Capsis’s musical impetus is gospel – she’d be extraordinary in a revivalist tent – whether it’s her own “I’m On My Way” or Creedence Clearwater Revival’s “Proud Mary”, and she captures both gospel’s agony and ecstasy.
This can bring a fresh perspective to a well-worn song: the Beatles’ “We Can Work It Out” has never quite sounded like this; even Cher’s “Bang Bang” strips away its 1960s novelty origins to emerge psychologically genuine, and genuinely frightening.
And it can be utterly revelatory. In her “Back to Black”, Amy Winehouse stares coldly over the abyss of betrayal and desolation, but Capsis leaps over its edge, shrieking as she vanishes in the darkness.
There are songs, though, where Capsis’s admiration of the original keep her tight to that interpretation. Her reading of the deceptively simple “One for my Baby (and One More for the Road)” is as blue-eyed as Sinatra’s, and her closer, “Get it While You Can” is so true to Janis Joplin’s 1969 original you can close your eyes and see her there.
The jazz standard three-piece, led by pianist and musical director Jeremy Brennan with the cabaret festival band’s Greg Benton (percussion) and Joe Southwell (bass) adapt smoothly to the interesting acoustic of playing an “inside-out” auditorium with style and obvious enjoyment.
Nothing demonstrates Capsis’s fealty to her musical idols, and her ability to expand their legacy, more than her encore, Lou Reed’s perfect “Perfect Day”. No one can, or should, toy with its beauty, but in its incandescent postscript, “You’re going to reap, just what you sow”, Capsis’s barely perceptible soul inflections make we wish, after 50 years of attentively listening to Reed and others, I could hear Aretha Franklin sing it.
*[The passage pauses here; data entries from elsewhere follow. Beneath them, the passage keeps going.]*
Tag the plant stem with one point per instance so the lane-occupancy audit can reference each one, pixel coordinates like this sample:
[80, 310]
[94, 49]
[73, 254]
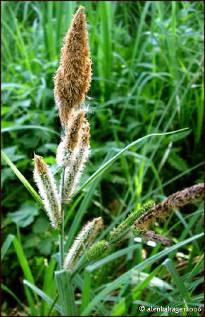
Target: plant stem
[61, 236]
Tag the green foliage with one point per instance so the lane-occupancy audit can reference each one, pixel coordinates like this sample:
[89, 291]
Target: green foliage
[147, 80]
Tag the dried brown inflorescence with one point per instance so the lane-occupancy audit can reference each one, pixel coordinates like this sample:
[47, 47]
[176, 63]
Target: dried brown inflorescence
[73, 77]
[77, 162]
[178, 199]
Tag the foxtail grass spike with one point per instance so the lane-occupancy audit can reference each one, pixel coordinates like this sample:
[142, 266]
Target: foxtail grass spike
[83, 240]
[74, 170]
[118, 232]
[73, 77]
[69, 143]
[48, 191]
[150, 235]
[176, 200]
[97, 250]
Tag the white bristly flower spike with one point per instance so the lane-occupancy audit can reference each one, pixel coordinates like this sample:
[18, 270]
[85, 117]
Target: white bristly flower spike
[48, 190]
[74, 170]
[83, 240]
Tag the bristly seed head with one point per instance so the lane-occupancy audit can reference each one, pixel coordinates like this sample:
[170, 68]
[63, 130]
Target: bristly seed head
[69, 143]
[48, 190]
[73, 77]
[83, 240]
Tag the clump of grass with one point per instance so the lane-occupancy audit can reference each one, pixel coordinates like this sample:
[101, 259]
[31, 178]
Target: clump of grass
[164, 79]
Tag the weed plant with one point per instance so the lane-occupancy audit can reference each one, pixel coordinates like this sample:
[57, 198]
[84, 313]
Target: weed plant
[147, 79]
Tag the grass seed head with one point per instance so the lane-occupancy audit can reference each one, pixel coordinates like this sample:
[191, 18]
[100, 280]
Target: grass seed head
[73, 77]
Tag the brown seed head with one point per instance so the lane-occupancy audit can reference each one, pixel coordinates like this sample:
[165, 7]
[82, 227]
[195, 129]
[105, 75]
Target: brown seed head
[73, 130]
[39, 164]
[73, 77]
And that’s as high praise as I can give it, or to the marvellous Paul Capsis.
The WA Opera principal mezzo-soprano Brigitte Heuser descended the stairs from the Maj’s grand main hall to its more relaxed cabaret space downstairs to pay tribute to two of her idols, Maria Callas and Marlene Dietrich, for Maria, Marlene and Me, and it has to be said she’s left her comfort zone in doing so.
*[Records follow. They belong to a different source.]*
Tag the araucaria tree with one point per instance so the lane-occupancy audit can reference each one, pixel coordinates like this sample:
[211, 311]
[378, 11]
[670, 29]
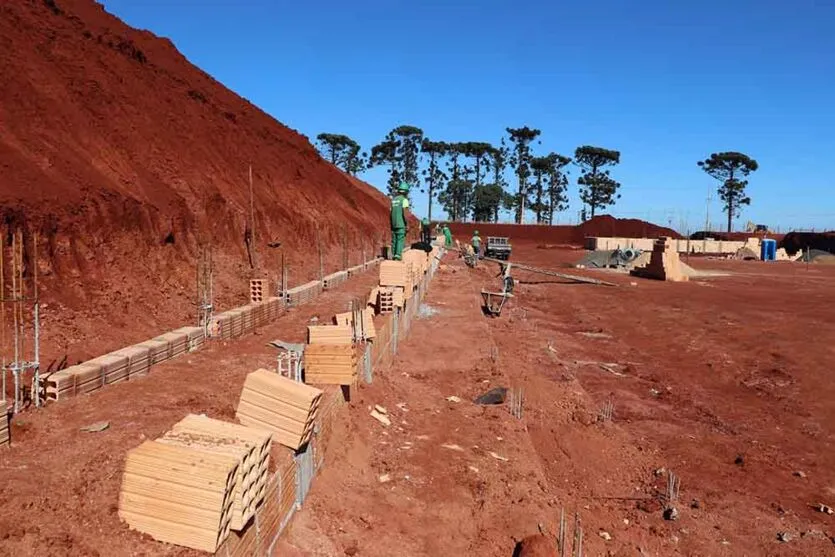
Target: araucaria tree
[550, 182]
[521, 159]
[433, 174]
[400, 150]
[729, 168]
[597, 188]
[557, 185]
[342, 151]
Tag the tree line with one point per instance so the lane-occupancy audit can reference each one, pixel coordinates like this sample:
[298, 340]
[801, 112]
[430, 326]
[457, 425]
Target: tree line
[469, 179]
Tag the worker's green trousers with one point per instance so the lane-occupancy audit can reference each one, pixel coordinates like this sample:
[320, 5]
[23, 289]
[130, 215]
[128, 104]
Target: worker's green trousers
[398, 241]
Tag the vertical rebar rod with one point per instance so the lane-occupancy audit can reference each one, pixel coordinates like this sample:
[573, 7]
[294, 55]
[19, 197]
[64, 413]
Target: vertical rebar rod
[15, 371]
[3, 314]
[36, 372]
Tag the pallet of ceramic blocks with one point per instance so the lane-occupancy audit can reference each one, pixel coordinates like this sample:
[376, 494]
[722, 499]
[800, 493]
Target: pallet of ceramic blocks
[330, 334]
[394, 273]
[179, 495]
[259, 290]
[334, 279]
[249, 445]
[139, 360]
[280, 405]
[330, 364]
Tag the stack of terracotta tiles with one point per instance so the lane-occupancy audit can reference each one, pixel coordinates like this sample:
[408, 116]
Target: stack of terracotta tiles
[250, 446]
[179, 494]
[335, 279]
[280, 405]
[664, 263]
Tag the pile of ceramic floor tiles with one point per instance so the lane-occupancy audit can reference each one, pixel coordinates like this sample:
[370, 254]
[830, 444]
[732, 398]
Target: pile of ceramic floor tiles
[330, 357]
[205, 478]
Heuser has a fine, confident voice, even when she’s tackling Callas arias like Puccini’s “O Mio Babbino Caro”, Bizet’s “Habanera” or the diva’s masterpiece, Puccini’s “Vissi d’arte”, that are sometimes, she confesses, not in her usual range. But the intimate setting for these glorious pieces, accompanied by Joshua Haines, was impressive.
Less so the Marlene Dietrich material; a personal gripe here, but it’s always a shame when you can guess in advance the material you’re about to hear – in this case “Naughty Lola”, “Falling in Love Again”, “See What the Boys in the Back Room Will Have” and, in a Parisian meander, “La Vie en Rose”. Maybe these are the songs the audience expects to hear, but featuring them alone diminishes, rather than expands, the achievement of the legendary artists involved.
The same could be said of Heuser’s narration of Callas and Dietrich’s life and career. I don’t claim to know their stories in any particular depth, but I still learned very little about them from the show that a quick trip to Wikipedia wouldn’t have unearthed.
All of which left Heuser’s performance a little unsettled, and the show, consequently, lacking some sparkle.
Nothing, though, that more experience in the particular art and craft of cabaret, and a more judicious choice of material, wouldn’t remedy.